Спустя минуту старательного обследования човкидар отошел и покачал головой:
– Он чист, сагиб.
Хасмин закашлялся и махнул рукой, давая Амиру знак проваливать.
Благословляя свою удачу и проклиная нарастающую потребность облегчиться, Амир подхватил ведро, тряпку и опрометью побежал вверх по лестнице, пока Хасмин не передумал.

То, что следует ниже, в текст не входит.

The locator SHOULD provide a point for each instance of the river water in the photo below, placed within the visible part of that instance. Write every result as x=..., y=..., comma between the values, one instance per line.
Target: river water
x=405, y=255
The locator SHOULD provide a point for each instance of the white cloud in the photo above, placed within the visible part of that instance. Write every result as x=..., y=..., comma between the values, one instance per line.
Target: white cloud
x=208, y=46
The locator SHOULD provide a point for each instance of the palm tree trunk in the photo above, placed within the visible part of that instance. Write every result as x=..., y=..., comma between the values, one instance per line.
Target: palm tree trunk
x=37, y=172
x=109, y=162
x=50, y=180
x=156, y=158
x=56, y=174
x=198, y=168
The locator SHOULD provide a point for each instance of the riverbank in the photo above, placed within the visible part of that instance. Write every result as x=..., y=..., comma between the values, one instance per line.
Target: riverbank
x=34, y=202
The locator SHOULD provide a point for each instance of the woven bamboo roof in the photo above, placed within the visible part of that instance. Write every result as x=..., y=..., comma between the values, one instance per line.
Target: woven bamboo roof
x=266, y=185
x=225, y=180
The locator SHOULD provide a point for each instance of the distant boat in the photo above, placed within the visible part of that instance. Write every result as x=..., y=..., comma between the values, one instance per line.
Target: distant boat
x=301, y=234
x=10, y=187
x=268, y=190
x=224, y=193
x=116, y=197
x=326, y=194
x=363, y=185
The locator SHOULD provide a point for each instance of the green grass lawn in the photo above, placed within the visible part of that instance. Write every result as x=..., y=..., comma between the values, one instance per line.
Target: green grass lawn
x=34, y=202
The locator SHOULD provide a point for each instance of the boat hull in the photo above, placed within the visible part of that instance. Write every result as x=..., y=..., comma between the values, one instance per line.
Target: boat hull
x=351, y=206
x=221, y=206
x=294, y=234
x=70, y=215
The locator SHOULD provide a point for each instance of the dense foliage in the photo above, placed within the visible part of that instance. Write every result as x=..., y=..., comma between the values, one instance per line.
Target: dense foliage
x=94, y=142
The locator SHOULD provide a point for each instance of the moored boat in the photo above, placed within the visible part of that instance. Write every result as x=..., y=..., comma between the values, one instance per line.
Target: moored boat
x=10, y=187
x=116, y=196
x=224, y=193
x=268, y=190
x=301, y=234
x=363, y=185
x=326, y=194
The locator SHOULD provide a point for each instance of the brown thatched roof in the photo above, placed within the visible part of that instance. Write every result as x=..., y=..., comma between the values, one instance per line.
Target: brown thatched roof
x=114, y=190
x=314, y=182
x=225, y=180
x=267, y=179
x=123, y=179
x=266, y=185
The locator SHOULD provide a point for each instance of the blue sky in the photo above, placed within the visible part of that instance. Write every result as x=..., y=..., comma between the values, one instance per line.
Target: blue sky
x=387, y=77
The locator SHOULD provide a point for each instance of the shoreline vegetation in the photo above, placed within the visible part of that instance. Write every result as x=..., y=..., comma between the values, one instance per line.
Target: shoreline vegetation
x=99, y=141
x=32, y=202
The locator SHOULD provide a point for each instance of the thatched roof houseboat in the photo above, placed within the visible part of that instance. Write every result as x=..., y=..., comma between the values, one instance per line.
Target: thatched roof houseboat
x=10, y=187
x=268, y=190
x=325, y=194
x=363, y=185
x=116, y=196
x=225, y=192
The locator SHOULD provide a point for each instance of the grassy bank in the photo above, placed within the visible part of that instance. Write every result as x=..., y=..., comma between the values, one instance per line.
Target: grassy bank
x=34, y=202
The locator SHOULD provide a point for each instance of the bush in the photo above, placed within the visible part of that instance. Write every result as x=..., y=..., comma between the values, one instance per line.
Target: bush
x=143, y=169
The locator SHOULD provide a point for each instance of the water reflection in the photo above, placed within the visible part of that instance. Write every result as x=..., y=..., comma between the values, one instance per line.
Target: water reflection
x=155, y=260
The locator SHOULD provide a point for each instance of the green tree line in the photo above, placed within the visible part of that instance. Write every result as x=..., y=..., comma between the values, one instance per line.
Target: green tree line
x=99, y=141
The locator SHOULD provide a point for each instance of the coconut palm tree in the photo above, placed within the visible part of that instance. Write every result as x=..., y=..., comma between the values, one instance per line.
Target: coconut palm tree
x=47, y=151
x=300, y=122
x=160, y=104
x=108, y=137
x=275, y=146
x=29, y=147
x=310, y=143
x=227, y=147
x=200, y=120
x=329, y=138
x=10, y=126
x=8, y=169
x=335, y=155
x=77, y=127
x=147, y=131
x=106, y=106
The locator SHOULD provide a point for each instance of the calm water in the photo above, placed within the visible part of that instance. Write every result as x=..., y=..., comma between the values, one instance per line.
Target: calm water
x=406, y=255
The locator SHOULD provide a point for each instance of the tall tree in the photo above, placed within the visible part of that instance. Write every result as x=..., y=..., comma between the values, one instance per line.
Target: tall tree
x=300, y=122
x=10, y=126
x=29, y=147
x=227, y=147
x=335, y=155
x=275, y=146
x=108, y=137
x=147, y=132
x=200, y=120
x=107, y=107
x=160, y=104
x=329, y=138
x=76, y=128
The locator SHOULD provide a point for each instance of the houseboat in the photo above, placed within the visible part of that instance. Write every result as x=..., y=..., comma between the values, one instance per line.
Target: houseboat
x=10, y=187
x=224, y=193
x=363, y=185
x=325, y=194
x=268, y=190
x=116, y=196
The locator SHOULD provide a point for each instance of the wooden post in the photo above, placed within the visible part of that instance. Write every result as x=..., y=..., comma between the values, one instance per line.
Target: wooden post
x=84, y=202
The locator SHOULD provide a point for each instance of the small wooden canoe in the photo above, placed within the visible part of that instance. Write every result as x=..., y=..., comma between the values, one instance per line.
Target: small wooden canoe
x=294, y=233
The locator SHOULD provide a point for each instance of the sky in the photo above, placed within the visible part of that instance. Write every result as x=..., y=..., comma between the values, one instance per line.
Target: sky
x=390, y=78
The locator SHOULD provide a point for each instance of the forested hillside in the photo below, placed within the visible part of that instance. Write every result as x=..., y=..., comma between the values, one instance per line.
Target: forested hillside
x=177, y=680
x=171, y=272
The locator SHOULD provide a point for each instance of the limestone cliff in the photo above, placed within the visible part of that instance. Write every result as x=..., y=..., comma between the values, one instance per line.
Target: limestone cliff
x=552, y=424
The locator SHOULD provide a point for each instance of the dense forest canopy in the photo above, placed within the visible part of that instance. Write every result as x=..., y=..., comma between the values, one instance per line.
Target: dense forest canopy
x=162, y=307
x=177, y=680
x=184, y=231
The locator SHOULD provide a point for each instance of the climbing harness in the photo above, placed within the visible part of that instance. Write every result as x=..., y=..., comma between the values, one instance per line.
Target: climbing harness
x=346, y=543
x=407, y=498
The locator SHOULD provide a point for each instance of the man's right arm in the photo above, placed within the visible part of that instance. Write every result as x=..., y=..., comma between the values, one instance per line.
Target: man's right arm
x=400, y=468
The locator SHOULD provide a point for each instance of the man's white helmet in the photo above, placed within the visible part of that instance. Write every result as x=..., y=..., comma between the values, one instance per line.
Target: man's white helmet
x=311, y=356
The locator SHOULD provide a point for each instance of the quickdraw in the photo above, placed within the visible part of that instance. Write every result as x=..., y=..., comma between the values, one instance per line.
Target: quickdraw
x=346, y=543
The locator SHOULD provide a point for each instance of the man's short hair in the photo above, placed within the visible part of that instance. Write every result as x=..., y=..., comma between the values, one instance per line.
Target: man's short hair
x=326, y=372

На втором этаже его встретили ряды альмирахов, заваленных записями и документами. Одну стену загораживали альковы и стеклянные буфеты, набитые керамикой, банками с пряностями и посудой. По бокам от них возвышались головы зверей – по слухам, добытых за границами Ралухи. Каждый дюйм этой границы был обнесен колючей изгородью, на определенном расстоянии друг от друга стояли дозорные, такие же дотошные и глазастые, как Хасмин. Пересекать рубежи ралуханцам не дозволялось, равно как чашникам, так и высокожителям. Да и кто стал бы их нарушать? При этой мысли Амир поморщился, стараясь не думать о дезертирстве отца. Сейчас не время отвлекаться.
Воздух был сырой, к нему примешивались ароматы сандалового дерева и шафрана. По помещению суетливо бегали несколько човкидаров с закутанными в шафрановые чалмы головами, малиновые шарфы развевались у них за спиной.